Not all operators are suitable to be used in a parallel plan. The Optimizer will only choose a parallel plan if:
- the server has multiple processors,
- the maximum degree of parallelism setting allows parallel plans, and
- the cost threshold for parallelism
sql server configuration option is set to a value lower than the lowest
cost estimate for the current plan. Note that the value set here is the
time in seconds estimated to run the serial plan on a specific hardware
configuration chosen by the Query Optimizer team.
- The cost of the parallel plan is cheaper than the serial plan.
If all these criteria are met, then the Optimizer will choose to parallelize the operation.
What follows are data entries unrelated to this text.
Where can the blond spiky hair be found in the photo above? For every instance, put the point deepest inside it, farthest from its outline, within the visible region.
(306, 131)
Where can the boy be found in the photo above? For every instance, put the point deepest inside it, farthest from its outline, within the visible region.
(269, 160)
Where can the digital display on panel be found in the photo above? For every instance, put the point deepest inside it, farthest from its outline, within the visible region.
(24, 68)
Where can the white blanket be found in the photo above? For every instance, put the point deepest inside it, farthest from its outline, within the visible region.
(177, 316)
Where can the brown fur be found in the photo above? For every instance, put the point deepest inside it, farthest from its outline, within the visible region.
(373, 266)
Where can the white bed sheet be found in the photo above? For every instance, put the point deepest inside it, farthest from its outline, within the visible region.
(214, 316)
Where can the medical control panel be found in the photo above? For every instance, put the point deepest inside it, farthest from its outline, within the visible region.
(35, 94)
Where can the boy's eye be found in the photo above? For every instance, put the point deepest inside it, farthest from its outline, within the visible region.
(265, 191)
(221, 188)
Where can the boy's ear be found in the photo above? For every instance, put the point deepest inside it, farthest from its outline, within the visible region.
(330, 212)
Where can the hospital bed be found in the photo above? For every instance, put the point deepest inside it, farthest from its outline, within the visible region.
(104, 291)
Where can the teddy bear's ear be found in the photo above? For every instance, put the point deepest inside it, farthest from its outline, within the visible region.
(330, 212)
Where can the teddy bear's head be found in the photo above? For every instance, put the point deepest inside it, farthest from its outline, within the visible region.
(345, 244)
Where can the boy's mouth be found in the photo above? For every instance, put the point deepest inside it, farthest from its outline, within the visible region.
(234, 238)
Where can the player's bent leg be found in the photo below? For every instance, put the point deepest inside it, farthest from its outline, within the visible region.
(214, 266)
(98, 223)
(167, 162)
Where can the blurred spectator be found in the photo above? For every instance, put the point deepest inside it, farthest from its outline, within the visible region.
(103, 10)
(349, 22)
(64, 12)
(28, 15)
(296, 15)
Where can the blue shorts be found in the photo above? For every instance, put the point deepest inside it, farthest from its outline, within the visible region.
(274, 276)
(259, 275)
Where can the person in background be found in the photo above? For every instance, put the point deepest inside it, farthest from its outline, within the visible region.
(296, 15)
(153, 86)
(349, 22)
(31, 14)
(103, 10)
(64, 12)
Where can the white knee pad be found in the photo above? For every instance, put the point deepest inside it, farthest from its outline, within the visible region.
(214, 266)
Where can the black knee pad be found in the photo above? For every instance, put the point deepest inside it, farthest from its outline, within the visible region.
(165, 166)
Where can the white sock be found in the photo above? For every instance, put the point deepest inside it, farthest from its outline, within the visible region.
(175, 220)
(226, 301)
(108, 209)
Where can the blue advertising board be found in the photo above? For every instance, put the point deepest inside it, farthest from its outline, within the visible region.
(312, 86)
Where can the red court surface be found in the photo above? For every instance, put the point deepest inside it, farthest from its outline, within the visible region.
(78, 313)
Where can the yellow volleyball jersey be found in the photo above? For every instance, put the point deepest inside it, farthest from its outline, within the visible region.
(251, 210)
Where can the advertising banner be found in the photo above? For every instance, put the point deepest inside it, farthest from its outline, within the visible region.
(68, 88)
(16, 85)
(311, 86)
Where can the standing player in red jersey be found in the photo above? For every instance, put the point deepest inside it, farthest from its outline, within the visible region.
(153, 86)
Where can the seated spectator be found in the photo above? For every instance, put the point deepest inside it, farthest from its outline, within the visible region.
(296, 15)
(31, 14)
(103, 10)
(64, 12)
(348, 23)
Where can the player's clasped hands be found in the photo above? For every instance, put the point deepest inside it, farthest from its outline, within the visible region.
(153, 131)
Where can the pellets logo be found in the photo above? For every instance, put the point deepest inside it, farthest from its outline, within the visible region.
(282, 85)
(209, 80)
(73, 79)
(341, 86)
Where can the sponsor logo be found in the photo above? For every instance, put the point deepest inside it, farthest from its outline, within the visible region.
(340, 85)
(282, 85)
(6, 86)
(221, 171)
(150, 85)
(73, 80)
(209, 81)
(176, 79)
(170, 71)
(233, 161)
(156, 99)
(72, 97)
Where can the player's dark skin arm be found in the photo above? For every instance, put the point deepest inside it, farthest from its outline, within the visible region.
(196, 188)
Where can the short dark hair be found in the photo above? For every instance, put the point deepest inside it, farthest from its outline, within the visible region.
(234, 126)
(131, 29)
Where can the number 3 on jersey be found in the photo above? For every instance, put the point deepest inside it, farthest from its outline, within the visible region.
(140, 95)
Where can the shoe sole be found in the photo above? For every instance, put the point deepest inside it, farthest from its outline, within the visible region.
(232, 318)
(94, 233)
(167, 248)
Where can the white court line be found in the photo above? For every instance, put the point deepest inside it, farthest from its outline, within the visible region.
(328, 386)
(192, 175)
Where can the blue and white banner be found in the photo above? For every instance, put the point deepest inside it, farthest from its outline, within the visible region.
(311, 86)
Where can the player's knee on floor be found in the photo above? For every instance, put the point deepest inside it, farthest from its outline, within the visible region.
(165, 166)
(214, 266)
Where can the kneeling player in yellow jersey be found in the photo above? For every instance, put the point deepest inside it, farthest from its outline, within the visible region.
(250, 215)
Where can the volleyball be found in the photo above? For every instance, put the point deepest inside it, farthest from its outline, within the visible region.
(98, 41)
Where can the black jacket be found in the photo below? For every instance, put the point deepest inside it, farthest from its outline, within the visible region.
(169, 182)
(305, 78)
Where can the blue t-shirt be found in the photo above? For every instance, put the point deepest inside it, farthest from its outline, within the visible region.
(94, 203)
An example that illustrates how this works is
trying to count all the values in a table that match particular search
criteria. If the set of rows in the table is large enough, the cost of
the query is high enough, and the other criteria are met, then the
Optimizer might parallelize the operation by dividing the total set of
rows in the table into equal chunks, one for each processor core. The
operation is then executed in parallel, with each processor core
executing one thread, and dealing with one/number of cores of the total
set of rows. This enables the operation to complete in a lot less time
than using a single thread to scan the whole table. One thing to be
aware of when dealing with parallel plans is that SQL Server doesn’t
always do a great job of distributing the data between threads, and so
your parallel plan may well end up with one or two of the parallel
threads taking considerably longer to complete.
2. Algebrizer Trees
As mentioned earlier, the output of the
parser is a parse tree. This isn’t stored anywhere permanently, so you
can’t see what this looks like. The output from the algebrizer is an
algebrizer tree, which isn’t stored for any T-SQL queries either, but
some algebrizer output is stored —
namely, views, defaults, and constraints. This is stored because these
objects are frequently reused in other queries, so caching this
information can be a big performance optimization. The algebrizer trees
for these objects are stored in the cache store, where type = CACHESTORE_PHDR:
select *
from sys.dm_os_memory_cache_entries
where type = 'CACHESTORE_PHDR'
It’s only at the next stage (i.e., when
you have the output from optimization) that things start to get really
interesting, and here you can see quite a bit of information. This very
useful data provides details about each optimized plan.
sql_handle or plan_handle
In the various execution-related DMVs, some contain a sql_handle, while others contain the plan_handle. Both are hashed values: sql_handle is the hash of the original T-SQL source, whereas plan_handle is the hash of the cached plan. Because the SQL queries are auto-parameterized, the relationship between these means that many sql_handles can map to a single plan_handle.
You can see the original T-SQL for either using the dynamic management function (DMF) sys.dm_exec_sql_text (sql_handle | Plan_handle).
To see the XML showplan for the plan, use the DMF sys.dm_exec_query_plan (plan_handle).